Grâce à sa NIRCam, le Webb a réussi à capturer des dizaines d’arcs particulièrement brillants et nets, correspondant à des objets exceptionnellement anciens. Selon le CNRS, il s’agit de minuscules galaxies apparues seulement 250 millions d’années après le Big Bang – un record absolu.

Pour référence, cela correspond à ce que les astronomes appellent l’âge sombre de l’Univers, une sorte de préhistoire cosmique où les premières étoiles commençaient tout juste à éclairer un Univers encore jeune et quasiment opaque. « Ces objets pourraient être les ancêtres directs de galaxies plus développées, observées quelques centaines de millions d’années plus tard par le télescope James Webb », explique l’institution dans son communiqué.

Les premières étoiles de population III ?

Parmi toutes ces galaxies, il y en a une en particulier qui pourrait bien déboucher sur une petite révolution astronomique. L’objet en question, baptisé GLIMPSE-16043, est en effet suspecté de contenir des étoiles singulières, dites de “population III”.

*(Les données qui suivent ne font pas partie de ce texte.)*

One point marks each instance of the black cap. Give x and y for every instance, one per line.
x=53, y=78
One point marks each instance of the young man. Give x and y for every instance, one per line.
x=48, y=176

Ce terme désigne des étoiles qui auraient été formées uniquement à partir d’hydrogène et d’hélium primordiaux issus du Big Bang, sans aucun élément plus lourd. Il s’agirait donc de la toute première génération d’étoiles à avoir émergé à l’aube de l’Univers. Elles auraient joué un rôle clé dans le grand événement d’ionisation qui a permis à la lumière de se déplacer dans le cosmos. Par la suite, ce sont elles qui auraient initié la production de tous les autres éléments nécessaires à la formation des corps célestes modernes – et par extension, à l’apparition de la vie. Autant dire que si la présence d’étoiles de population III était confirmée, il s’agirait d’une avancée scientifique majeure.

Mais gare aux conclusions hâtives. À ce jour, ces étoiles de population III restent hypothétiques; leur existence n’a jamais été confirmée directement. Et à elles seules, ces images ne permettent pas encore de vérifier cette hypothèse. Pour trancher, il faudra réaliser des observations complémentaires basées sur la spectroscopie, une technique qui permet de déterminer la composition chimique d’un objet à l’aide de son spectre lumineux.

La bonne nouvelle, c’est que l’équipe à l’origine de ces travaux a l’intention de remettre le couvert dans un futur proche. Elle prévoit de lancer une grande campagne d’observations spectroscopiques dès juillet 2025. Si tout se déroule comme prévu, la confirmation tant attendue pourrait donc tomber quelques mois plus tard, une fois que les astronomes auront eu le temps d’analyser rigoureusement les données. Nous vous donnons donc rendez-vous très bientôt, en espérant que cet immense potentiel se concrétise.